A big pay boost for federal wildland firefighters steps closer to becoming official

In today's Federal Newscast, federal wildland firefighters appear a step closer to securing a permanent pay raise.

  • Federal wildland firefighters appear a step closer to securing a permanent pay raise. When advancing 2025 spending bills, House and Senate appropriators both included a provision to bump up General Schedule pay rates for the front-line workers. The changes aren’t yet official, but if enacted, wildland firefighters could receive up to a 30% pay boost, or in some cases even higher. The National Federation of Federal Employees, a union that represents wildland firefighters, says it hopes that improvements to housing, mental health and work-life balance will follow.

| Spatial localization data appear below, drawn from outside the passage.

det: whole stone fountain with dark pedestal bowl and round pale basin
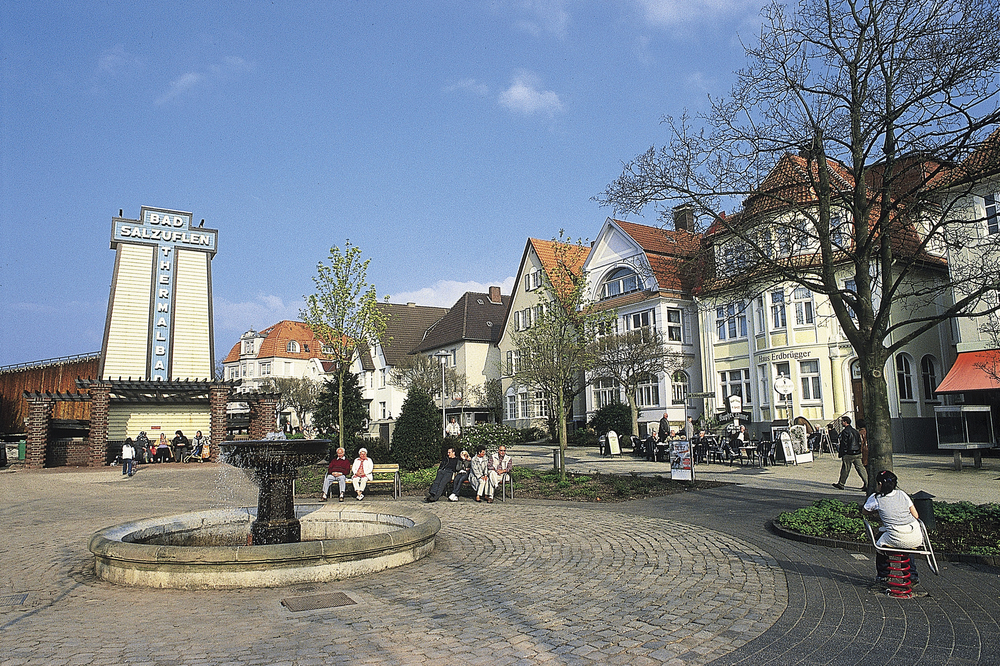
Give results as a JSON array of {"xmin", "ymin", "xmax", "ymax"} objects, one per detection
[{"xmin": 89, "ymin": 439, "xmax": 441, "ymax": 589}]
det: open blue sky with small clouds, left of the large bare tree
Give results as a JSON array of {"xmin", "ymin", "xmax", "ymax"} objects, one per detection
[{"xmin": 0, "ymin": 0, "xmax": 762, "ymax": 365}]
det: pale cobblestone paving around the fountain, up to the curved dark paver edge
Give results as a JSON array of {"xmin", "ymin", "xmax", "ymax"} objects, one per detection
[{"xmin": 0, "ymin": 466, "xmax": 786, "ymax": 666}]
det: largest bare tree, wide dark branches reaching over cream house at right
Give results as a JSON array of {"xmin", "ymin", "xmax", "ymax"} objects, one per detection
[{"xmin": 598, "ymin": 0, "xmax": 1000, "ymax": 478}]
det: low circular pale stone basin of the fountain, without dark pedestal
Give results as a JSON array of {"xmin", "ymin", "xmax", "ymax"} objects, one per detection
[{"xmin": 89, "ymin": 506, "xmax": 441, "ymax": 589}]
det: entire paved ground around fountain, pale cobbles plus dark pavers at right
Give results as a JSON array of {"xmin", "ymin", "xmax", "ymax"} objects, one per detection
[{"xmin": 0, "ymin": 451, "xmax": 1000, "ymax": 666}]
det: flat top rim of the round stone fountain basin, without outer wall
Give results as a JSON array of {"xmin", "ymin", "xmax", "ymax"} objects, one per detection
[{"xmin": 88, "ymin": 507, "xmax": 441, "ymax": 567}]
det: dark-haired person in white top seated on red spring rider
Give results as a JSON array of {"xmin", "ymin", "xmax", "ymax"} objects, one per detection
[{"xmin": 861, "ymin": 470, "xmax": 924, "ymax": 582}]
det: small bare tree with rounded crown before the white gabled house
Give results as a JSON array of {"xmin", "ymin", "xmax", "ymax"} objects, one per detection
[{"xmin": 593, "ymin": 327, "xmax": 688, "ymax": 433}]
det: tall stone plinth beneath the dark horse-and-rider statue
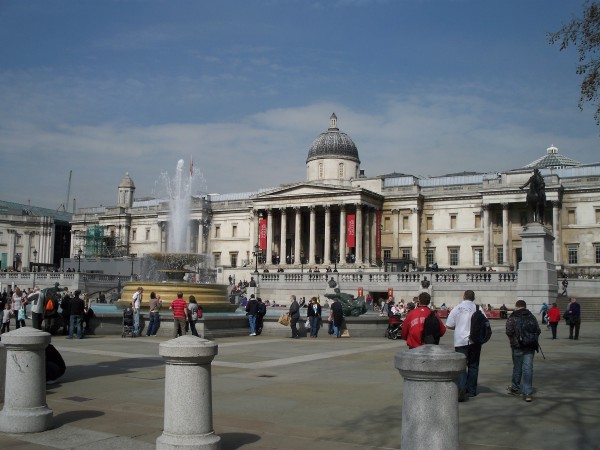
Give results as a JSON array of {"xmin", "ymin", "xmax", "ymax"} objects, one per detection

  • Senate leaders are taking a closer look at how the Social Security Administration uses AI. SSA is using over a dozen AI systems to help with its workload. That includes reviewing medical evidence for disability claims, flagging cases where the agency overpays a beneficiary, or identifying possibly fraudulent claims. But Senate Finance Committee Chairman Ron Wyden (D-Ore.) and Ranking Member Mike Crapo (R-Idaho) are asking what SSA is doing to ensure these tools are reliable and accurate. They’re calling on SSA to shed light on how it trains employees on responsible use of AI tools, and how they’re complying with governmentwide AI policies.
  • The retirement claims backlog increased in July for the second month in a row. Despite receiving almost 500 fewer claims and processing nearly 400 more in July than in June, the Office of Personnel Management's backlog still grew to a total of nearly 15,800. This comes after it had been on a downward trend from February through May. The average claims processing time in July also ticked up slightly to 65 days from 64 days in June.
  • Agencies have new details on how to design their remote work programs. They should be thoughtful and intentional when implementing remote work options for employees, the Office of Personnel Management says. In new guidance, OPM is clarifying what factors agencies should consider when approving or denying remote work applications. Fully remote work can support recruitment and retention, but there are also cases where OPM says it shouldn’t be used. Senior executives and early-career workers, for instance, might be better off coming into the office at least some of the time.
  • The Education Department is facing new pressure to fix its new student aid platform. Senators Ron Wyden (D-Ore.), Elizabeth Warren (D-Mass.), Bernie Sanders (D-Ver.) and Chris Van Hollen (D-Mary.) are pressing Secretary of Education Miguel Cardona to address potential transparency problems with the recently launched Unified Servicing and Data Solution or USDS system. In a letter to Cardona, the lawmakers say the new platform appears to lack transparency, making it more difficult for borrowers to hold their student loan servicers accountable. Additionally, the lawmakers say USDS also may pose barriers to reporting wrongdoing to the Consumer Financial Protection Bureau. The senators want answers to 13 questions by August 11.
  • GSA is already seeing dramatic reductions in the time to add new products to its modernized catalog platform. Eight months since launching its new catalog platform for its schedules program, GSA says contractors have shaved a month off of the time it takes to add a new product. Dena McLaughlin, the acting deputy commissioner of the Federal Acquisition Service at GSA, says the catalog platform is transforming the back end experience for schedule holders. "Now when you go to add a new product to your catalog, it shows up on GSA Advantage in an average of just 16 days. This is versus 47 days with our legacy systems." McLaughlin says the new catalog platform also enables vendors to remove products on average 28 days faster.
    (GSA industry symposium 2024 - General Services Administration)
  • Deputy Secretary of Defense Kathleen Hicks presses Congress to increase support for defense innovation initiatives. Hicks says congressional trust will “need to substantially expand” when it comes to the department’s innovation programs. "We've done nearly 40 hill briefings since last October, averaging about one a week. That is on an initiative that represents 0.059 percent of DoD's budget. That depth of engagement isn't scalable for Congress." Launched last year, Replicator promises to field thousands of autonomous systems by August 2025. The military is already operating Replicator’s autonomous systems in real time across multiple regions worldwide.
  • The Defense Department has awarded nearly one billion dollars in task orders for the Joint Warfighting Cloud Capability. There are 75 other task orders in process for award. The Defense Information Systems Agency recently said some of the acquisitions are related to the Pentagon's Combined Joint All Domain Command and Control effort. In December 2022, the Pentagon awarded the JWCC contract to four tech giants – Amazon Web Services, Google, Microsoft and Oracle — to modernize cloud at the enterprise level.